Elements of poor management characterize the majority of airway complications.
Emergency cricothyroidotomy performed by anaesthetists is associated with a high rate of failure.
Other important hazards associated with anaesthesia may involve excessive or inadequate levels of oxygen or carbon dioxide in the blood, hypertension or hypotension, hypothermia or hyperthermia (including malignant hyperpyrexia), hypovolaemia, embolism of gas or thrombus, awareness, infection, and injury to the peripheral or central nervous system, or the eyes.
Stroke and postoperative cognitive dysfunction may be particularly devastating for patients.
These hazards are typically increased in low- and middle-income countries.
The World Federation of Societies of Anaesthesiologists and the World Health Organization have endorsed international standards for a safe practice of anaesthesia, which are structured to reflect different levels of resource.

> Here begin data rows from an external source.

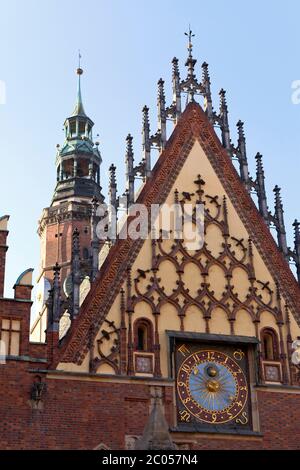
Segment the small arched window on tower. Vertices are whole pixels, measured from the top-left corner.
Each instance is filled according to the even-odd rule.
[[[278,338],[273,328],[261,332],[262,356],[265,361],[279,361]]]
[[[85,134],[85,121],[79,121],[79,135]]]
[[[76,121],[70,122],[70,135],[71,137],[76,135]]]
[[[153,328],[147,318],[139,318],[134,323],[134,346],[137,351],[152,351]]]

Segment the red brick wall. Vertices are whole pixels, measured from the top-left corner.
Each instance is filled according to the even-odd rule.
[[[79,243],[80,243],[80,257],[83,258],[83,249],[88,248],[91,250],[91,233],[90,233],[90,220],[74,220],[63,221],[59,226],[59,233],[62,236],[57,238],[57,224],[49,224],[46,226],[46,252],[42,254],[44,260],[43,268],[45,268],[45,276],[48,279],[53,278],[52,268],[56,262],[61,265],[61,282],[70,272],[70,263],[72,258],[72,234],[75,229],[79,230]],[[86,230],[87,229],[87,230]],[[87,233],[85,233],[87,232]],[[57,241],[58,240],[58,241]],[[59,243],[59,250],[57,244]],[[57,254],[59,256],[57,257]],[[64,266],[66,263],[66,266]]]
[[[125,435],[142,434],[149,413],[146,384],[46,379],[43,409],[30,406],[30,389],[37,364],[0,365],[0,448],[94,449],[104,443],[124,448]],[[166,416],[173,404],[166,388]],[[300,395],[258,392],[262,438],[207,434],[193,440],[195,449],[297,449],[300,437]],[[170,421],[169,421],[170,422]],[[171,423],[172,424],[172,423]],[[182,435],[182,434],[181,434]],[[184,439],[188,438],[184,435]],[[177,438],[173,433],[173,438]]]

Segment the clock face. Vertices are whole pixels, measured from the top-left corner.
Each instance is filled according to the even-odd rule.
[[[237,349],[227,354],[214,349],[191,348],[191,351],[186,346],[184,348],[177,369],[180,421],[189,423],[193,418],[213,425],[247,424],[248,385],[243,370],[244,352]]]

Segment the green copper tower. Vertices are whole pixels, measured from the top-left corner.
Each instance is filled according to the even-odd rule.
[[[70,197],[103,200],[100,187],[100,165],[98,148],[93,141],[93,121],[86,115],[81,95],[82,68],[77,69],[78,90],[74,111],[65,120],[65,141],[57,146],[57,185],[52,203]]]

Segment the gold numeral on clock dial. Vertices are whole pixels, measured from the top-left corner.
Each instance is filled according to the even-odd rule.
[[[207,360],[208,361],[214,361],[215,360],[215,352],[214,351],[208,351],[207,352]]]
[[[187,364],[183,364],[182,370],[188,374],[191,371],[191,368]]]
[[[193,359],[196,363],[200,362],[200,357],[198,356],[198,354],[193,354]]]
[[[185,382],[178,382],[179,387],[187,387],[187,384]]]
[[[186,347],[185,344],[183,344],[182,346],[180,346],[180,348],[178,348],[178,351],[185,357],[187,356],[189,353],[190,353],[190,350]]]

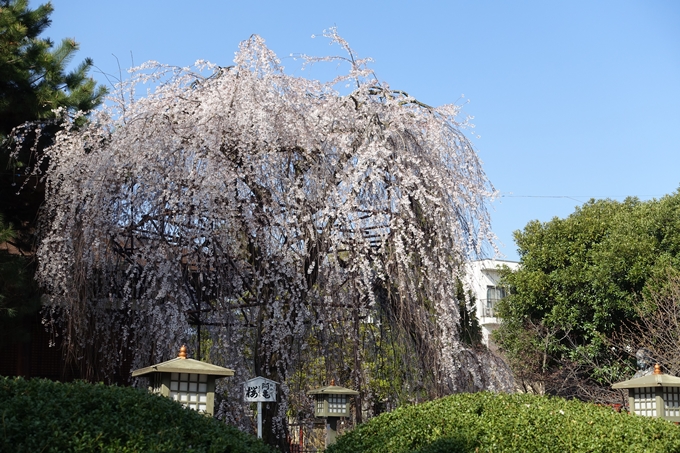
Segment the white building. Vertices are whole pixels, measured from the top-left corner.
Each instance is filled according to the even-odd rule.
[[[466,267],[465,285],[475,296],[476,314],[482,328],[483,342],[491,349],[494,349],[494,345],[490,343],[489,335],[498,327],[500,322],[496,318],[495,306],[499,300],[505,297],[505,288],[500,286],[500,269],[504,266],[516,270],[519,263],[485,259],[472,261]]]

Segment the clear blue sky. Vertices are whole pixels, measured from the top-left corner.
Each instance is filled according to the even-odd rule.
[[[517,259],[512,232],[530,220],[565,217],[589,198],[658,198],[680,186],[680,1],[52,4],[46,36],[75,38],[75,62],[91,57],[114,75],[118,61],[123,70],[146,60],[226,66],[254,33],[288,72],[307,75],[287,56],[335,53],[311,39],[335,25],[393,88],[431,105],[464,95],[473,144],[501,193],[491,216],[507,259]]]

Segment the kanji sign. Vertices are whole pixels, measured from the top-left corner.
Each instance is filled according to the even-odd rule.
[[[276,384],[267,378],[252,378],[243,384],[243,399],[250,403],[276,401]]]

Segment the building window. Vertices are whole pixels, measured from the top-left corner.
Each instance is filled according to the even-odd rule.
[[[484,316],[487,318],[494,318],[496,316],[496,303],[504,297],[505,288],[502,286],[487,286]]]

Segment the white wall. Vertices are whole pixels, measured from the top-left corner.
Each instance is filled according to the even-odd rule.
[[[483,342],[491,349],[494,349],[494,345],[490,342],[489,335],[498,327],[500,320],[493,315],[493,310],[488,306],[487,289],[489,286],[500,286],[500,269],[503,266],[516,270],[519,263],[486,259],[473,261],[466,267],[465,286],[475,296],[476,314],[482,328]]]

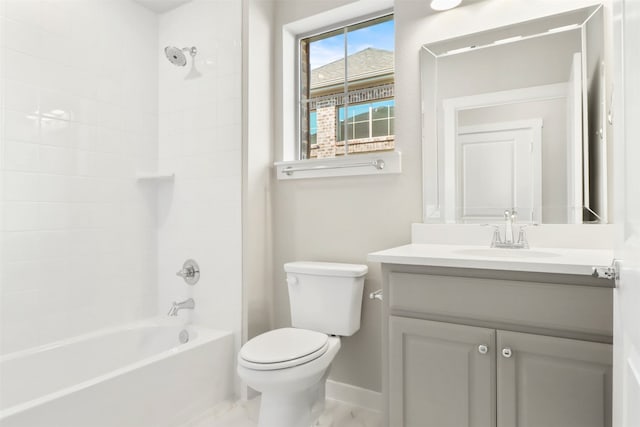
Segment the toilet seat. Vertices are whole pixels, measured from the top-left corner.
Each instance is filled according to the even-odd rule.
[[[291,368],[326,353],[329,337],[321,332],[281,328],[249,340],[240,349],[238,363],[259,371]]]

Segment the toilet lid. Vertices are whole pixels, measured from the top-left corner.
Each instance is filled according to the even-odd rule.
[[[282,328],[249,340],[240,350],[240,363],[271,370],[300,365],[322,356],[329,347],[326,334],[308,329]]]

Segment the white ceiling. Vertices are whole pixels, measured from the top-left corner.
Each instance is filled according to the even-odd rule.
[[[146,7],[155,13],[164,13],[168,10],[175,9],[178,6],[181,6],[185,3],[190,2],[191,0],[133,0],[138,4]],[[462,4],[460,6],[467,6],[472,3],[479,3],[484,0],[462,0]],[[426,5],[426,14],[431,15],[433,13],[438,13],[432,10],[429,6],[431,3],[430,0],[424,0],[424,4]]]
[[[155,13],[164,13],[168,10],[190,2],[191,0],[133,0]]]

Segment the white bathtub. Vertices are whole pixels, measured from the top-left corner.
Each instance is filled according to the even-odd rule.
[[[148,320],[0,357],[2,427],[174,427],[233,392],[230,332]]]

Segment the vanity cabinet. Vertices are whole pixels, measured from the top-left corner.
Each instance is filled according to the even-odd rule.
[[[396,316],[389,329],[390,426],[495,425],[494,330]]]
[[[498,331],[497,425],[611,425],[610,344]]]
[[[384,265],[390,427],[608,427],[612,289],[589,277]]]

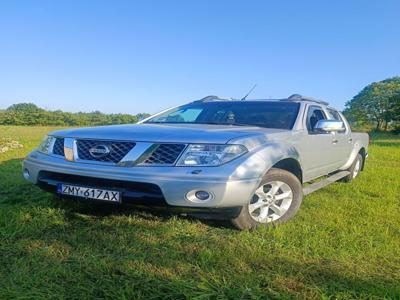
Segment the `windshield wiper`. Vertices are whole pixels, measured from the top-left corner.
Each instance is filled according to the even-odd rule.
[[[158,122],[158,121],[151,121],[145,122],[148,124],[203,124],[203,125],[221,125],[221,126],[251,126],[251,127],[265,127],[262,125],[257,124],[247,124],[247,123],[220,123],[220,122]]]
[[[191,122],[163,122],[163,121],[146,121],[146,124],[195,124]]]
[[[252,127],[261,127],[260,125],[256,125],[256,124],[246,124],[246,123],[227,123],[227,125],[232,125],[232,126],[252,126]]]
[[[247,124],[247,123],[218,123],[218,122],[201,122],[201,123],[193,123],[193,124],[206,124],[206,125],[231,125],[231,126],[252,126],[252,127],[262,127],[256,124]]]

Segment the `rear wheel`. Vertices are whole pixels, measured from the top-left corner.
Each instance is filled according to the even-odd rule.
[[[358,175],[360,175],[361,168],[363,164],[363,157],[360,153],[357,154],[356,159],[354,160],[353,164],[351,167],[347,170],[350,172],[349,175],[343,178],[344,182],[350,182],[354,178],[356,178]]]
[[[299,210],[302,199],[299,179],[288,171],[273,168],[232,223],[244,230],[285,222]]]

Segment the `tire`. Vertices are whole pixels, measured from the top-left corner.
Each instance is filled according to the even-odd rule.
[[[360,175],[361,173],[361,168],[363,165],[363,157],[360,153],[357,154],[356,159],[353,161],[353,164],[351,165],[350,168],[347,169],[347,171],[350,172],[349,175],[347,175],[346,177],[344,177],[342,179],[342,181],[344,182],[350,182],[352,181],[354,178],[356,178],[358,175]]]
[[[272,168],[231,221],[239,230],[280,224],[294,217],[302,199],[303,187],[299,179],[288,171]]]

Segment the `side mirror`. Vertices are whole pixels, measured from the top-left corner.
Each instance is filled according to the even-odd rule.
[[[316,132],[336,132],[345,129],[344,123],[339,120],[319,120],[314,127]]]

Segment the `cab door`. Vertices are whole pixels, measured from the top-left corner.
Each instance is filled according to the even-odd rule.
[[[311,180],[340,167],[340,158],[336,151],[335,135],[315,130],[319,120],[328,119],[319,105],[308,105],[304,119],[304,135],[300,143],[303,173],[305,180]]]
[[[336,148],[334,155],[337,156],[336,159],[340,162],[340,166],[338,167],[340,168],[349,159],[350,152],[353,148],[351,131],[346,125],[346,122],[343,121],[343,118],[336,110],[328,108],[326,111],[328,113],[328,117],[330,120],[342,121],[343,125],[345,126],[343,130],[334,133],[335,136],[334,146]]]

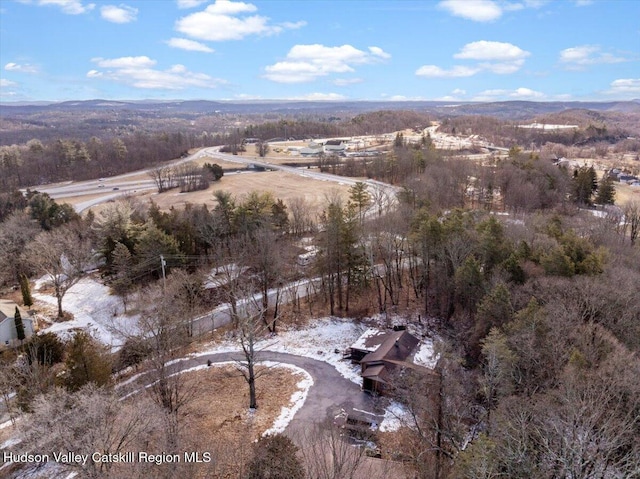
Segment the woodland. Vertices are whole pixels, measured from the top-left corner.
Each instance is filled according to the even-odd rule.
[[[381,460],[401,464],[406,477],[640,477],[640,202],[617,204],[607,174],[555,161],[623,153],[636,161],[633,125],[640,123],[633,115],[575,110],[535,118],[578,125],[563,133],[518,128],[522,120],[382,111],[277,120],[262,114],[259,121],[248,115],[243,127],[199,133],[163,124],[162,131],[119,126],[102,135],[40,138],[34,126],[23,143],[5,138],[3,292],[29,307],[31,284],[44,275],[63,321],[66,291],[97,270],[125,308],[140,315],[142,333],[115,352],[84,331],[67,339],[41,334],[3,351],[4,407],[20,418],[22,440],[39,447],[80,448],[81,437],[117,452],[146,437],[165,451],[181,450],[194,440],[183,416],[194,398],[167,364],[199,341],[189,318],[231,304],[251,388],[258,337],[322,315],[359,321],[388,314],[411,318],[434,338],[439,354],[429,374],[402,370],[390,385],[388,394],[410,414],[383,441]],[[319,210],[304,198],[285,202],[277,190],[235,196],[214,184],[213,208],[161,210],[129,197],[79,215],[45,193],[18,190],[155,166],[192,148],[242,138],[420,131],[436,119],[442,131],[478,134],[508,153],[474,162],[474,151],[439,150],[425,135],[411,144],[398,134],[377,156],[323,157],[318,164],[395,185],[397,198],[360,182],[348,197],[328,195]],[[301,238],[311,238],[318,251],[304,268],[296,265]],[[211,268],[224,280],[206,290]],[[315,295],[268,304],[269,290],[315,277],[321,278]],[[263,300],[250,314],[243,300],[257,292]],[[152,371],[156,382],[120,401],[117,378],[127,368]],[[62,421],[69,410],[73,420]],[[243,438],[244,455],[215,450],[218,469],[164,464],[154,466],[153,476],[359,477],[364,457],[341,463],[340,438],[330,425],[318,427],[331,451],[303,447],[286,434],[254,445]],[[320,468],[319,458],[332,454],[333,468]],[[149,477],[150,471],[126,464],[74,470],[100,478]]]

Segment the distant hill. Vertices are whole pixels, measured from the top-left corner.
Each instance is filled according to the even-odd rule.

The Lifebox Foundation seeks to improve the safety of surgery and anaesthesia in resource-constrained areas, notably by closing the substantial global gap in pulse oximetry.
Several hazards are integral to the occupation of anaesthesia, including certain infections, increased rates of suicide, and medico-legal risks.
In the end, the best way to mitigate these risks is through focusing on the safety of our patients.